MrsCrosbyNRTB · 16/05/2021 15:21

I have 3 DC. While I love them to the ends of the earth most of the time there’s not a chance in hell I could be a FT SAHM.

I’m frontline NHS. That is less stressful that home educating them during the school closures.

You’re not alone, OP.

PutBabyInTheCorner · 16/05/2021 15:31

I've 3 children and returned to work full time when they were all 6 months old. They've all benefitted massively from having a good childminder and mixing with other kids. They're confident and sociable and never clingy.
My mother didn't work and I grew up in a very poor family with everything being a struggle. She was also horrified when I returned to work when my babies were so small but I didn't regret it.
Yes, my children would probably like to see me more but I split everything with my husband and think my kids are proud I've a good career.
If you want to work full time go for it. I think in the long run you'll be pleased you did.

SinkGirl · 16/05/2021 15:33

My twins are 4.5 now - they started going to nursery for two sessions a week when they were 2 as they got funded hours due to receiving DLA (they are both autistic).
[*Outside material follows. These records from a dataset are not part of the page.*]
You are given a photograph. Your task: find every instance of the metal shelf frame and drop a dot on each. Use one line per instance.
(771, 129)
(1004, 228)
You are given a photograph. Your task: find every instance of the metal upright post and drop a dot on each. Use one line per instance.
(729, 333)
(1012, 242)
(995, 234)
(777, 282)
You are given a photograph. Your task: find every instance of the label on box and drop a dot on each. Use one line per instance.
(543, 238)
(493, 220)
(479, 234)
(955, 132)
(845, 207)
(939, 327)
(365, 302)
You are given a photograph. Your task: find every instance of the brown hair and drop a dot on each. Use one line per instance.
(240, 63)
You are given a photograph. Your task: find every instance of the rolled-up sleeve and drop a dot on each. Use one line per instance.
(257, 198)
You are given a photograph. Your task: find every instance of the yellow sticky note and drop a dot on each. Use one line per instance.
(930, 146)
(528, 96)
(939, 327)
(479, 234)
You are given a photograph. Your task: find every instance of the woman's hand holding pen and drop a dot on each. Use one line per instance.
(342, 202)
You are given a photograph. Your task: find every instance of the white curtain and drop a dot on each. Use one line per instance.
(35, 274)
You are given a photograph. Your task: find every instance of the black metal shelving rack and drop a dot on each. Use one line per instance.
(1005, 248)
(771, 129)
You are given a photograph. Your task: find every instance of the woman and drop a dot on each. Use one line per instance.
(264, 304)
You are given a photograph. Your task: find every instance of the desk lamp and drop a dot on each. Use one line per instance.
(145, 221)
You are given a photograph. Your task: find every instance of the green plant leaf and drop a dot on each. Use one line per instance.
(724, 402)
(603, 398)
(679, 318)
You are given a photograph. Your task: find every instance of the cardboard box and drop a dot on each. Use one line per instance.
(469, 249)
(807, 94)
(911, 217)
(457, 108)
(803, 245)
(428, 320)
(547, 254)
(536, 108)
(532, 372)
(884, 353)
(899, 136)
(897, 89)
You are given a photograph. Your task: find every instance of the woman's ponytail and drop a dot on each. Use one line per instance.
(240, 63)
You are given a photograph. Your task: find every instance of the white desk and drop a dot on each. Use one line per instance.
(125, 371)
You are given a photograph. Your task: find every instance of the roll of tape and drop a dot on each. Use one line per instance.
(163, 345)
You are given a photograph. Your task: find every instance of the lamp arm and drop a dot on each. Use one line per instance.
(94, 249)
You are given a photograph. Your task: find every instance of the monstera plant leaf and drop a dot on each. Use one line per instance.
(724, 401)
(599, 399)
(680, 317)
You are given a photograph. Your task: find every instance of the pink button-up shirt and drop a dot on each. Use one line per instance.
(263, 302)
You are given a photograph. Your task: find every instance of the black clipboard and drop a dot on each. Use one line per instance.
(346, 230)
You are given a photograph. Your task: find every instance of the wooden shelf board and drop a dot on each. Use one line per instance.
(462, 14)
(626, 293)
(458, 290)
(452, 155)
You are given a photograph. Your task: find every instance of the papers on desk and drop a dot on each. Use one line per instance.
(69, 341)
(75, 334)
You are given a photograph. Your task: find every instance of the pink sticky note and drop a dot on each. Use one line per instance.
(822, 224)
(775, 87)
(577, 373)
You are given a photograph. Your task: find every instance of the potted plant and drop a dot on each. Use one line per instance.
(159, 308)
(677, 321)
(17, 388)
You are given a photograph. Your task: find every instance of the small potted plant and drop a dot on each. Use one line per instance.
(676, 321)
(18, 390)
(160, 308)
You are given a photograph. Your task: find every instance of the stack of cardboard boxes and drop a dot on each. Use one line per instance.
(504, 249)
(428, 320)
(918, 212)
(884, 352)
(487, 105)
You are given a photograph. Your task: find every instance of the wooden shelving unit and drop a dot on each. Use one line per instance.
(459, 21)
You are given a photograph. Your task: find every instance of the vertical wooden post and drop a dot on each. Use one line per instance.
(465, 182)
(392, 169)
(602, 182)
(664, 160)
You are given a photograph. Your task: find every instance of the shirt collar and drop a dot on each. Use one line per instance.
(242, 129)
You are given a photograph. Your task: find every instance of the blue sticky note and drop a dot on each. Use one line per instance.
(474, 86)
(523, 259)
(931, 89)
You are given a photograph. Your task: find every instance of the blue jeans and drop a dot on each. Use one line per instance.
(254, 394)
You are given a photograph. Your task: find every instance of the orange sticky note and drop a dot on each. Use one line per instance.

I sent them even though I only work very part time and it was really good. When they were 3 they went to 3 days a week even though I didn’t increase my hours - I am so exhausted all the time (I have health issues myself and they have high needs). After a hellish year of lockdown and now respite plus an SEN tribunal they now attend specialist school full time and it’s been the best thing ever for them.

Twins is relentless and my time at work definitely felt like a break - I used to have to get the train to some meetings and that 30 mins quiet time was like a spa break to be honest. Even the work was relaxing (despite it not being relaxing!)

Now that they are at school I’m restarting my business and really enjoying it.

To be honest you might find full time a bit tough if they are still struggling with sleep at all - mine still sleep badly and I couldn’t do a full time consistent job. After a weekend I’m absolutely exhausted. So it really depends on them and everything around it to get the right balance for you and of course what you can afford (hopefully you get some funded hours as childcare for twins is so expensive).

Don’t be worried about them being at nursery five days a week - it’s been so good four our two, and it won’t be long until they’re at school full time anyway so it’s good for them to get used to it.